5 Things You Should Stop Doing in 2019

Ah, the new year. As soon as the clock strikes midnight on December 31st, something shifts in us, doesn’t it? The whole world seems to collectively sigh in relief that the old is over, the new has begun, and anything is possible now. Perhaps it’s not quite as dramatic as all that, but that’s the gist. 

It seems everyone has big plans for the new year. Even my 9-year-old made a list of resolutions that certainly surpassed my own level of ambition. Don’t get me wrong—starting new things is great. There’s something so refreshing and invigorating about resolving to start anew. 

But I think the new year also opens up a door to another type of change. We get the chance to stop doing things that didn’t serve us in the past. We get to take an honest look at the habits and behaviors that have caused us stress and suffering in previous years, and resolve to put a stop to those things. What we decide to stop doing, I would argue, can be just as important as the new commitments we make for the year. 

So, here are 5 things to STOP doing in 2019, to transform your year for the better:

  1. Putting your passion last. If there’s one thing I learned in 2018, it’s that your dream won’t become a reality unless you make it a priority. And everything can’t be a priority. You have to choose the things that are truly the most important to you, and intentionally make time for them—that simply doesn’t happen automatically. Life will take over, people will demand other things of you, and before you know it another year will go by and it’ll still just be a dream. Don’t let it happen. Pinpoint the thing you really want to accomplish this year, and put a plan in place to see it through.
  2. Trying to make everyone happy. You might be the easiest-going, nicest, most pleasant person out there, and there will still be someone who has a problem with you. Don’t make people pleasing a way of life, because you’ll inevitably be let down—and you’ll likely lose yourself in the process. If you’ve set your feet upon truth and are living out love and grace to the best of your ability, that is enough. You are enough. Don’t let other people’s expectations of you—which can often be unrealistic, self-serving and unreasonable—dictate the decisions you make. Set healthy boundaries for yourself and your family, and resist the urge to give in at the first sign of someone else’s disappointment. 
  3. Putting off important get-togethers. If there’s somebody you’ve been meaning to meet up with but your schedules just haven’t coordinated, make it happen. Life is busy and we are all juggling things, but we need each other. Time invested in relationships is never wasted. I saw a lot of friends and family lose people in 2018, and it was a sobering reminder that our time with each other here is finite. Let’s stop putting our time together on the back burner. Will that mean inconveniencing yourself and possibly disrupting your routine? Probably. But consider the cost of not investing in that relationship until it’s too late. Choose relationships over busyness.
  4. Perpetuating toxic habits. Not just things like eating too many donuts and drinking too much wine—but also the habits that are eating away at your soul. Negative self-talk. Gossiping about others. Losing your temper. Taking your spouse for granted. Obsessing over your social media image. Constantly comparing yourself to others. Foregoing self-care. Let 2019 be the year of intentionality and of setting your mind and heart on what is good. “Whatever is true, whatever is noble, whatever is right, whatever is pure, whatever is lovely, whatever is admirable—if anything is excellent or praiseworthy—think about such things” (Philippians 4:8). 
  5. Rushing the good. Our go-go-go society is obsessed with the next thing. You got a promotion? Congrats, but what’s next? Don’t stop to smell the roses or you might miss the next opportunity. You just got married? Great! When’s the baby coming? Pausing to truly celebrate something, and to reflect about the good that’s happened, isn’t a common practice. When we actually stop to reflect on the wins, big or small, we engage in gratitude. We don’t take the good things for granted as easily. We may just find that our lives are filled to the brim with goodness and wonder, if we would just pause long enough to recognize it.

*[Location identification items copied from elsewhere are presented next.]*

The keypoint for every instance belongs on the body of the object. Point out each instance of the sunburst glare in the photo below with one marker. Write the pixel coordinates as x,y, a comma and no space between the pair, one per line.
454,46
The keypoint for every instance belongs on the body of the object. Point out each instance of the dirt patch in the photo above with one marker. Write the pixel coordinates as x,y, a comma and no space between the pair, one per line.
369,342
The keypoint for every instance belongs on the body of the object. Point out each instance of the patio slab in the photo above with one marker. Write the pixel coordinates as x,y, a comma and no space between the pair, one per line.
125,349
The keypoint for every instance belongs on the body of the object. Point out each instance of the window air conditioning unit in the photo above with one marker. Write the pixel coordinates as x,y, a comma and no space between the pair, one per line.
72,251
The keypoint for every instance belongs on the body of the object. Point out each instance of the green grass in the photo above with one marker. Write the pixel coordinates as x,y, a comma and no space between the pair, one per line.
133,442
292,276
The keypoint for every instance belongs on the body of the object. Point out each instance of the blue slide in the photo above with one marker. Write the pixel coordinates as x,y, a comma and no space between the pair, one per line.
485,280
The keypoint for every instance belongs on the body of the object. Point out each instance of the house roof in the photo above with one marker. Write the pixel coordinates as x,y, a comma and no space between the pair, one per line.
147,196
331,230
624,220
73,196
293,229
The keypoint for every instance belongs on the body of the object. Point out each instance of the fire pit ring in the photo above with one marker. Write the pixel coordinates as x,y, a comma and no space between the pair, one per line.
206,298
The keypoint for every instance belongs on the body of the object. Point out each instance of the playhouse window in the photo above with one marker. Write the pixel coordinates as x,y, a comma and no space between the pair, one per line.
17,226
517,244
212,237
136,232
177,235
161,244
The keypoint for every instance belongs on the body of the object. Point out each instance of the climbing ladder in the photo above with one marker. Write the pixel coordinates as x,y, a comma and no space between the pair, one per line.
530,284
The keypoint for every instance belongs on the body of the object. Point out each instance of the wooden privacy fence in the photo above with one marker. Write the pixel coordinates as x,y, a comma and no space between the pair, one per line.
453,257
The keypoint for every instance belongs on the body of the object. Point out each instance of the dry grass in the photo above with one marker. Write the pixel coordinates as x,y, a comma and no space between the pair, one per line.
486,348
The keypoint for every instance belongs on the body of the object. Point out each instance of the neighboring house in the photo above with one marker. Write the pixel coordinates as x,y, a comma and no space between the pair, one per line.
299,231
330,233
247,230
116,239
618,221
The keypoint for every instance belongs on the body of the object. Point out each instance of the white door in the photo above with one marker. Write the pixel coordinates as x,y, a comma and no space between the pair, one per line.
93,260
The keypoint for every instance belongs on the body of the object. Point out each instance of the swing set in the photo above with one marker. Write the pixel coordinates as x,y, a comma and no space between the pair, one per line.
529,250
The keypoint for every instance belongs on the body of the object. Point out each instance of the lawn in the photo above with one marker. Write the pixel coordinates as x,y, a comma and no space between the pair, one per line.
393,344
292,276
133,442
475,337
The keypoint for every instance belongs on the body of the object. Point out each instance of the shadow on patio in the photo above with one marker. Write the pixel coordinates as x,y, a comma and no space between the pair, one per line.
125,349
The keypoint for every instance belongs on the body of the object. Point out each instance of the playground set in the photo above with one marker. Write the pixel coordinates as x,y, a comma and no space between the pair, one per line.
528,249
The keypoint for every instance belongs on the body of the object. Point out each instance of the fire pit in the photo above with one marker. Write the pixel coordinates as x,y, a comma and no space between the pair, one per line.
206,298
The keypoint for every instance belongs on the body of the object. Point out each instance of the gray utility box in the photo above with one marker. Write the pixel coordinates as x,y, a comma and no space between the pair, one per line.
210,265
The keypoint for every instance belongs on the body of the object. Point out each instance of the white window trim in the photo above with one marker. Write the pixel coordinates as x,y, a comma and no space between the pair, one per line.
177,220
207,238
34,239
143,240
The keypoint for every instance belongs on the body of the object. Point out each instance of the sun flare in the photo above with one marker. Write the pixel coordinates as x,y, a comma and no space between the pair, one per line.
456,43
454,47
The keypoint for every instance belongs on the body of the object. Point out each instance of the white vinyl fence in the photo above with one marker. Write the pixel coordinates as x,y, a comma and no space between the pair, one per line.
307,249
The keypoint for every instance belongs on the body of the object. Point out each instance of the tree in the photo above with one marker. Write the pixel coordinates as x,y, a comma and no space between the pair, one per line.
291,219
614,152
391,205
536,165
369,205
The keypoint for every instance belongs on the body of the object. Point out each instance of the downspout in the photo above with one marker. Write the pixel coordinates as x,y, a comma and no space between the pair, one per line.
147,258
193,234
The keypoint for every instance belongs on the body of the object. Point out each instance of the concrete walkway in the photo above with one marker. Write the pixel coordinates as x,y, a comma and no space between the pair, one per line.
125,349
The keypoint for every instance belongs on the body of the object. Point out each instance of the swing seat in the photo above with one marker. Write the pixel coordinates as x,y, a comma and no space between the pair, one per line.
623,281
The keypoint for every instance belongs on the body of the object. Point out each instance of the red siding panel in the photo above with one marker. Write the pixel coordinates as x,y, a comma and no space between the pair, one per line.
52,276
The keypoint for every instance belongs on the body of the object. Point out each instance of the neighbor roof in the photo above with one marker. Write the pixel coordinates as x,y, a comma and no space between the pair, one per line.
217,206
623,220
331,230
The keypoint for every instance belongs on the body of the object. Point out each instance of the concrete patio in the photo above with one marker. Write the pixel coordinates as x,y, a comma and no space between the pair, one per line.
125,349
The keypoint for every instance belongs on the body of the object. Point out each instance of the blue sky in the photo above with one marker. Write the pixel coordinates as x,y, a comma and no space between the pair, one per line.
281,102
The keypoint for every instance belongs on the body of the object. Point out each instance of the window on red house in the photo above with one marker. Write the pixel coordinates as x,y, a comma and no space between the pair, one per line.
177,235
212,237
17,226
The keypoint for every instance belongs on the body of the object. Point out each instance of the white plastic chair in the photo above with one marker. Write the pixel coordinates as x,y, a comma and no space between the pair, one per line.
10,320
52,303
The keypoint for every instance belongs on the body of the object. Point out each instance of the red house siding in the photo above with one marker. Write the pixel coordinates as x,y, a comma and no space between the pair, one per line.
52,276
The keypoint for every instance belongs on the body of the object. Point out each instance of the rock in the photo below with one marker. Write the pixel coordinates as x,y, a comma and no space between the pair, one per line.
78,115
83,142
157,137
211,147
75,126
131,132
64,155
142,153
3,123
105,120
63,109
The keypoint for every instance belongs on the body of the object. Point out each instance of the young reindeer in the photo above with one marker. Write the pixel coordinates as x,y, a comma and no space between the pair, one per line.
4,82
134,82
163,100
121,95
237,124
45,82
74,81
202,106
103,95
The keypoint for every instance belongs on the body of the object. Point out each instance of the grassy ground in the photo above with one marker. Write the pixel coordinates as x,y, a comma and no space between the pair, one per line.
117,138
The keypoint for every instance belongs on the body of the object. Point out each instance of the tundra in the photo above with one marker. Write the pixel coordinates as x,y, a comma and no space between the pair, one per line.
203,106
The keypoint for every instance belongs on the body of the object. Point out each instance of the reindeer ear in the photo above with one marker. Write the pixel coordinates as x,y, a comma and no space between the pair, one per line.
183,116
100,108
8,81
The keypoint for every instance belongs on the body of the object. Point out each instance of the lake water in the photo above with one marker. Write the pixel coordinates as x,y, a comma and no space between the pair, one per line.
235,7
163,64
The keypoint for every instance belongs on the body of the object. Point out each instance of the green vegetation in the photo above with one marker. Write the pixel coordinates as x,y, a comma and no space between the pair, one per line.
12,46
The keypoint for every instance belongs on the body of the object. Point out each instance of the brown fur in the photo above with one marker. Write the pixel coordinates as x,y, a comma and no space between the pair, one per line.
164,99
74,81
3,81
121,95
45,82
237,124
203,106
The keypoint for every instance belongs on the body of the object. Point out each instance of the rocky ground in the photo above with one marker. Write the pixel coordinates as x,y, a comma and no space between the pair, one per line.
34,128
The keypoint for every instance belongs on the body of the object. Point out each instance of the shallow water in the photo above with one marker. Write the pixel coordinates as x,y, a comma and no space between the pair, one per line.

What Are You Quitting This Year?

This is certainly not a comprehensive list of things to quit in 2019. In fact, I urge you to come up with your own list of quittables for the new year. Maybe you need to stop following some people on social media who make you feel inadequate. Or maybe you’re just stretched too thin and you need to drop some commitments that aren’t serving you and your family. Whatever it is that’s holding you back, resolve to drop it in 2019. Resolve to stop doing the things that leave you empty and broken, and run toward everything that is life-giving and God-breathed and truly good.